The objectives were to compare media types and evaluate the effects of fecal storage time and temperature on the enumeration of cellulolytic bacteria and lactobacilli from horses. Fecal samples were collected from horses (n = 3) and transported to the laboratory (100% CO2, 37°C, 0.5 hours). The samples were assigned to one of four storage temperatures: initial (no storage), 37°C, room temperature (RT; 22°C-24°C), or 4°C. The initial samples were enumerated five times to assess repeatability. Feces stored at each temperature were used to enumerate cellulolytics (rich or defined media) and lactobacilli (Rogosa selective lactobacilli [SL] or MRS agar) over a 24-hour time course.

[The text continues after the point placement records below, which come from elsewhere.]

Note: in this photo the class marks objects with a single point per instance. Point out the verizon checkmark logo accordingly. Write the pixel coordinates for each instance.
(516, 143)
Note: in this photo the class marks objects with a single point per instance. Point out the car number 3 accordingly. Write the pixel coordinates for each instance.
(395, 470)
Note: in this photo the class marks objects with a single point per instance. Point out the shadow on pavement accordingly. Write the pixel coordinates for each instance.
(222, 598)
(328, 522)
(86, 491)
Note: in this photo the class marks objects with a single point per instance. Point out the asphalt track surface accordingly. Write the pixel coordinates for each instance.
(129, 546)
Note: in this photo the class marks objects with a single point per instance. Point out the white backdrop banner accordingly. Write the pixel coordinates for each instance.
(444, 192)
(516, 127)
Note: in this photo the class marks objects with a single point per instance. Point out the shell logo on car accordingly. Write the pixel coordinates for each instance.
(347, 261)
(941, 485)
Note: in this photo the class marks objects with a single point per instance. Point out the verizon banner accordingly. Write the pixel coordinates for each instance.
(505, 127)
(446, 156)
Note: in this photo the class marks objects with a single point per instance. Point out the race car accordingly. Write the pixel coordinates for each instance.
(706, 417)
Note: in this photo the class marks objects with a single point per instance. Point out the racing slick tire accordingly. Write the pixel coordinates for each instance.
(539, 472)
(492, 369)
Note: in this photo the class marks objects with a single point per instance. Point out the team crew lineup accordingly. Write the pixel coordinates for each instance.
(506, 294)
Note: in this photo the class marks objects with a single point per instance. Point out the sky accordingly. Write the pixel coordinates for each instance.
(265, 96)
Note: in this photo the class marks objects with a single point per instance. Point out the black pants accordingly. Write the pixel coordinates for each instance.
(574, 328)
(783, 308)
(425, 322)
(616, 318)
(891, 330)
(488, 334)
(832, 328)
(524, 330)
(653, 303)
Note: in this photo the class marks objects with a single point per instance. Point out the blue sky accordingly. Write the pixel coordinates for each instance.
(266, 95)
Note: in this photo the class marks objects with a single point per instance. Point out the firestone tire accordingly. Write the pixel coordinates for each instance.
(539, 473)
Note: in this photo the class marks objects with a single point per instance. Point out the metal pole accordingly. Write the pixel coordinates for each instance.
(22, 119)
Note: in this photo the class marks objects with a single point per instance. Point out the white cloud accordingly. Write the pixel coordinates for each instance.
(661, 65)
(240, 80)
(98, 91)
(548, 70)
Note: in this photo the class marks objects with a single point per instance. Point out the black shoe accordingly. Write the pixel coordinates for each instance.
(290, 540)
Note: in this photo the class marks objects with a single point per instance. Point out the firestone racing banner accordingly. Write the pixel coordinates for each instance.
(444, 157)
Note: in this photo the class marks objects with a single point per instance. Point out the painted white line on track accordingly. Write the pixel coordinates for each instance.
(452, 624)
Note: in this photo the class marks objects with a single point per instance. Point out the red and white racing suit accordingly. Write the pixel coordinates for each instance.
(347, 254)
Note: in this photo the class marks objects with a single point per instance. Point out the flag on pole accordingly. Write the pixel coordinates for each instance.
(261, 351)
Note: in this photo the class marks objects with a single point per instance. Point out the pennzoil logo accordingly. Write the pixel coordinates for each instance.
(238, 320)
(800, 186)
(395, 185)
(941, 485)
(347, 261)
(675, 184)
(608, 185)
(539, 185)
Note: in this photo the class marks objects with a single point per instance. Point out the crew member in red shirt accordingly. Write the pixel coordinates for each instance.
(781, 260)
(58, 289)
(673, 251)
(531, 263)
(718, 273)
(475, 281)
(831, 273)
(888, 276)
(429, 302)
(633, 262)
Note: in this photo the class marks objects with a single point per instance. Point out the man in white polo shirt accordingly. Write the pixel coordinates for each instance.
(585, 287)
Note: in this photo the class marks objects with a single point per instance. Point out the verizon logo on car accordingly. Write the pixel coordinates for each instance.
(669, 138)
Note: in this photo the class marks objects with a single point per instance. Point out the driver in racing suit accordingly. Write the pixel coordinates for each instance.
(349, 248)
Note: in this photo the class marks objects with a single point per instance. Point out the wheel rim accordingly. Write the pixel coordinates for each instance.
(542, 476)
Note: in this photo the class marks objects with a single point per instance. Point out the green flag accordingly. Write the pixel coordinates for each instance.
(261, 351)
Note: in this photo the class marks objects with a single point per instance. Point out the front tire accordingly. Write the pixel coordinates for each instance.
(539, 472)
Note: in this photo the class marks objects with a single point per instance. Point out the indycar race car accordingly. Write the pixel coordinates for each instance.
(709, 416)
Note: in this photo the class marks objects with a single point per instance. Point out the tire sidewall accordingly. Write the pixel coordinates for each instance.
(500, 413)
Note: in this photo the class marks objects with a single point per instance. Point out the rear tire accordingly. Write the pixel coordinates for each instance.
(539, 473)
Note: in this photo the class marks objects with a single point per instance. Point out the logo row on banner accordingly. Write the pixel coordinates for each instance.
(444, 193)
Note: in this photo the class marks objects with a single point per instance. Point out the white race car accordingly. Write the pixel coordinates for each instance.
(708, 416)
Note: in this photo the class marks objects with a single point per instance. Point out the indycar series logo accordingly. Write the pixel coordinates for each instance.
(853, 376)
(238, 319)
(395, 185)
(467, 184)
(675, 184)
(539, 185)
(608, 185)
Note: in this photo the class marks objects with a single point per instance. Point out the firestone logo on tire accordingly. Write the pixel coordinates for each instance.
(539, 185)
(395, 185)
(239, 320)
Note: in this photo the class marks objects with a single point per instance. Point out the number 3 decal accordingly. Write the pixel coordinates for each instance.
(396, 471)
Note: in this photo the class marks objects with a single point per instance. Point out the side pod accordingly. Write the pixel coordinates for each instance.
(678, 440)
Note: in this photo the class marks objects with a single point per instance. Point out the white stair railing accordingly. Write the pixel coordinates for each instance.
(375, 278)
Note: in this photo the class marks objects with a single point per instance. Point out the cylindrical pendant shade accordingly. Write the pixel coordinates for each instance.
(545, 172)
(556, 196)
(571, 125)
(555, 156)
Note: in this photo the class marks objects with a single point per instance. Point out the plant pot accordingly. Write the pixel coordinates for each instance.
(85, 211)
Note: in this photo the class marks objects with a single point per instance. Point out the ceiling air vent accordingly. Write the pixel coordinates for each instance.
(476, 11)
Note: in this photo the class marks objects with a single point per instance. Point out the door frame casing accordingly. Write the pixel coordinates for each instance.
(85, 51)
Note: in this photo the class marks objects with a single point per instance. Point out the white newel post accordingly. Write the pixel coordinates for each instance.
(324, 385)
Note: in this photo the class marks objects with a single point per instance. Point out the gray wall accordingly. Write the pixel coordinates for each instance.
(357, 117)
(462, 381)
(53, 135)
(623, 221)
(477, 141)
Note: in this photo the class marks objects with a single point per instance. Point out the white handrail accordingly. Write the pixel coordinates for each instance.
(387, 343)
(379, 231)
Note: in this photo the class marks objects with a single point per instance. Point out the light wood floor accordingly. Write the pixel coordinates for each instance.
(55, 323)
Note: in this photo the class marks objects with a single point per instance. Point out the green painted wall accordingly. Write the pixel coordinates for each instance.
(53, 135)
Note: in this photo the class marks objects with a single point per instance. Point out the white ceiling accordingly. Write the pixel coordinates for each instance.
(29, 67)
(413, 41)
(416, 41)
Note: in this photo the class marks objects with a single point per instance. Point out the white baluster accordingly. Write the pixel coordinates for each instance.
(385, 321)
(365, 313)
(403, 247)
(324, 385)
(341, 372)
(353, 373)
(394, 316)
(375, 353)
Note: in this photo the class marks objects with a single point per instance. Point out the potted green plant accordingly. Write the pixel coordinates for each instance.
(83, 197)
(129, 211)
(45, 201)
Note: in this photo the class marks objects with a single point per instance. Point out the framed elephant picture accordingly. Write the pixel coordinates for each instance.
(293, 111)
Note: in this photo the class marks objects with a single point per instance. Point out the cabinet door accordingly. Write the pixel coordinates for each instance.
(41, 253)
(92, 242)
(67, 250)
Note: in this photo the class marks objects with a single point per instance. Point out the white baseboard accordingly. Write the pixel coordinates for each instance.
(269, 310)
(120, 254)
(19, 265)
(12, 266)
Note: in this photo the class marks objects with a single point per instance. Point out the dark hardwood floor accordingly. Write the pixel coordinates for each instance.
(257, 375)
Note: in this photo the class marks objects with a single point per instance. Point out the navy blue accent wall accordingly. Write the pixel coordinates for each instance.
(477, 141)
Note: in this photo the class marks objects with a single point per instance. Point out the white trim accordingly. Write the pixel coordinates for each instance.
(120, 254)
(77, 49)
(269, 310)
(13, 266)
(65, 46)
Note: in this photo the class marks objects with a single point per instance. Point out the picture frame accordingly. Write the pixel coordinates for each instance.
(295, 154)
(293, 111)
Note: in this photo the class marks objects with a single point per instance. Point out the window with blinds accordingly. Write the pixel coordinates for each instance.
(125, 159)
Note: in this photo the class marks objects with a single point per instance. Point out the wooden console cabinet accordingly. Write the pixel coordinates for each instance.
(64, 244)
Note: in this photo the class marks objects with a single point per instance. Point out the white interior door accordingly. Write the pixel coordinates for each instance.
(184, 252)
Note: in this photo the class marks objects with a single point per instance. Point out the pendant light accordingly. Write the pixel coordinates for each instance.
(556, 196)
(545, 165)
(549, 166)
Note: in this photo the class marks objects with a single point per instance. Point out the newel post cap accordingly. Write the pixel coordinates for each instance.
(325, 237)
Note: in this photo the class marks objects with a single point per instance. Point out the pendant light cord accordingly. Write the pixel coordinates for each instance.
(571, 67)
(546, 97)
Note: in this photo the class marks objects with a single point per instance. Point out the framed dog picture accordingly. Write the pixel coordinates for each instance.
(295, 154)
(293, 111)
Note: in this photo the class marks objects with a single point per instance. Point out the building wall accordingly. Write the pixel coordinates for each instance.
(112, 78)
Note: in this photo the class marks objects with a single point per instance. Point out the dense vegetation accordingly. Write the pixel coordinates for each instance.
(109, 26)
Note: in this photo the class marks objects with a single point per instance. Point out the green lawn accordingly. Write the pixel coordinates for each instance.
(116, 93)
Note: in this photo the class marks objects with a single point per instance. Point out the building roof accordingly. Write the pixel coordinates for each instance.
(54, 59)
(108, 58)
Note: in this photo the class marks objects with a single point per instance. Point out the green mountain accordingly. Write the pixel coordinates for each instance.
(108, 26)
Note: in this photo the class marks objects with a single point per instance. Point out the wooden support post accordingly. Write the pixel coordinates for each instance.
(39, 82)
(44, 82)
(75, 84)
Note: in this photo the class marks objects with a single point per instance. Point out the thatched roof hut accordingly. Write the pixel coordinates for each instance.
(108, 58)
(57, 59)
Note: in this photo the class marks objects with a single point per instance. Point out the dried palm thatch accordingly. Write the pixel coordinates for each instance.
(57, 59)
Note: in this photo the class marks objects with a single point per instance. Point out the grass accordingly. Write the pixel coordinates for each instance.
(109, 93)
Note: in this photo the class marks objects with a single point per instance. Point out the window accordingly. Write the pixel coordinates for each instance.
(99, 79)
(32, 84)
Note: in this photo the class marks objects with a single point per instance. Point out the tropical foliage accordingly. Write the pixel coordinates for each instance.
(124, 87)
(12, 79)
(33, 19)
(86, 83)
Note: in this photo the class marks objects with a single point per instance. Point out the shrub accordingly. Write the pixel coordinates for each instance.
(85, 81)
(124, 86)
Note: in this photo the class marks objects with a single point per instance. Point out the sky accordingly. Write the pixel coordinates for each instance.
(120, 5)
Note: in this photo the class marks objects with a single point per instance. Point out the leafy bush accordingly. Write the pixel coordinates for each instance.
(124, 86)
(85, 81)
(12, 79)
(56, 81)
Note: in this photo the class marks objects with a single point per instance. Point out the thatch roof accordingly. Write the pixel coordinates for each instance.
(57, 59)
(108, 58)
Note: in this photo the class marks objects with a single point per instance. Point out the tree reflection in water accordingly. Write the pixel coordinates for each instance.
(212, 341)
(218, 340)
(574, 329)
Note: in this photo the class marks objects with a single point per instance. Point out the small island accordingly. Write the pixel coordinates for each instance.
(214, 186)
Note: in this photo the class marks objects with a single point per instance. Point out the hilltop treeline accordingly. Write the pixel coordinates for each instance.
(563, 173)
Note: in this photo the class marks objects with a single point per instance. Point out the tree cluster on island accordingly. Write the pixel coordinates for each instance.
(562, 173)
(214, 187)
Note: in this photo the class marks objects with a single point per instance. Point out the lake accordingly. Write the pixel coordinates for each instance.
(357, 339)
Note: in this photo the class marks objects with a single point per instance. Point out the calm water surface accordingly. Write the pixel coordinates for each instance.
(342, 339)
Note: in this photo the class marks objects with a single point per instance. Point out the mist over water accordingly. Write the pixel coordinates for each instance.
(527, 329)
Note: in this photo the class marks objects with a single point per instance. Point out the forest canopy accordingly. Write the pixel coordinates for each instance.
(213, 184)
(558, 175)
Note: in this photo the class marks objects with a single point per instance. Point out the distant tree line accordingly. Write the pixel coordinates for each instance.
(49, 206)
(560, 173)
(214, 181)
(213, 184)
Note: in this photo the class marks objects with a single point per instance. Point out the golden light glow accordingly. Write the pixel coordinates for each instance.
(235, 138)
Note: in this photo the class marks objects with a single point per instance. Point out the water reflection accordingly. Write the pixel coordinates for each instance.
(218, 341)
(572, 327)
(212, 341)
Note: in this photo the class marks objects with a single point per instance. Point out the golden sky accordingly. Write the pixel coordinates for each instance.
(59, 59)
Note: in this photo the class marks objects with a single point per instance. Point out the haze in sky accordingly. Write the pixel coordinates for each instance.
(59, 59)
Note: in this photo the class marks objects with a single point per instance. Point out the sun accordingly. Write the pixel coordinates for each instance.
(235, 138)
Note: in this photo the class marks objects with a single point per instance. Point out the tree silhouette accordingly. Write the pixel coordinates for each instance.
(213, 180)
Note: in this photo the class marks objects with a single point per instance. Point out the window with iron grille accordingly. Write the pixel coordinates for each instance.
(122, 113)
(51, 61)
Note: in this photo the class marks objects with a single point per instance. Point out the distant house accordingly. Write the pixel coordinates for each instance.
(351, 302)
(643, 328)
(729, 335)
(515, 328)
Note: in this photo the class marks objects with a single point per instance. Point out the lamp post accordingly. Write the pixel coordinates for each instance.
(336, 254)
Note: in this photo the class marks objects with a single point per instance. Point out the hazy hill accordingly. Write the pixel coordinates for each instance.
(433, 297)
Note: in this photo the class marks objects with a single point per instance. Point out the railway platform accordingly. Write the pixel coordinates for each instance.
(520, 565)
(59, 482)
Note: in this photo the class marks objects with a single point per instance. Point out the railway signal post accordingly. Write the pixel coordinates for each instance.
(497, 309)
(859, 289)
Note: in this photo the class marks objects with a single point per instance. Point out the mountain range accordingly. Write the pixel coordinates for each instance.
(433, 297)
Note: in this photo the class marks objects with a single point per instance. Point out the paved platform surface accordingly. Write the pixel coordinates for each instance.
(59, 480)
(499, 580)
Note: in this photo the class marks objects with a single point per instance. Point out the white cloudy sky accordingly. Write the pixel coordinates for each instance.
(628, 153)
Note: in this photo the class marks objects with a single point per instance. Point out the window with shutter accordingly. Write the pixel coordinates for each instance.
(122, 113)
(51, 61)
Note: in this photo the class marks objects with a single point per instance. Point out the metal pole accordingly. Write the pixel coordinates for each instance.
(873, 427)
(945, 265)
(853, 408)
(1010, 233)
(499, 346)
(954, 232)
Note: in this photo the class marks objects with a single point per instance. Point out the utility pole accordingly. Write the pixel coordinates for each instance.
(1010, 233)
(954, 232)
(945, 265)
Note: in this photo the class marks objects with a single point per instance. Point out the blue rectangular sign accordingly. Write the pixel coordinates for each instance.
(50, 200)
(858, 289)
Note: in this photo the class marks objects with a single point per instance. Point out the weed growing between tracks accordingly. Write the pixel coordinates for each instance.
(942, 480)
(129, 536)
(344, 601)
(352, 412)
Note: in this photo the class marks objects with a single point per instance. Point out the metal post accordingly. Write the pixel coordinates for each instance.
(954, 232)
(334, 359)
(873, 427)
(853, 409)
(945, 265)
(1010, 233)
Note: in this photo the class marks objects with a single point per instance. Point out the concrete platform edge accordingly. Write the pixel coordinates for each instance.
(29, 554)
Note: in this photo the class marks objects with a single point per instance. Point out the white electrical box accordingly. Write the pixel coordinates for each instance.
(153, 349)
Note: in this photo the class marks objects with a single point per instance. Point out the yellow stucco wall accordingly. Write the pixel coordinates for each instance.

All media were repeatable within media type. The cellulolytic media types produced similar results. After 2 hours, the cellulolytics lost >99% viability in RT and 4°C and 90% viability in 37°C (P < .05). By 24 hours of storage, 105-fold to 106-fold fewer cellulolytics were observed in 37°C and RT (P < .05). There were no detectable cellulolytics in 4°C at 24 hours. Viable counts on MRS were not reported due to insufficient selectivity. There were fewer lactobacilli in RT and 4°C after 2 hours (P < .05). There was no change in lactobacilli from 2 to 4 hours at 37°C storage, but there was an increase in lactobacilli after 8 hours (P < .05). These results demonstrate that storage time and temperature are important to consider when enumerating lactobacilli and cellulolytics from feces.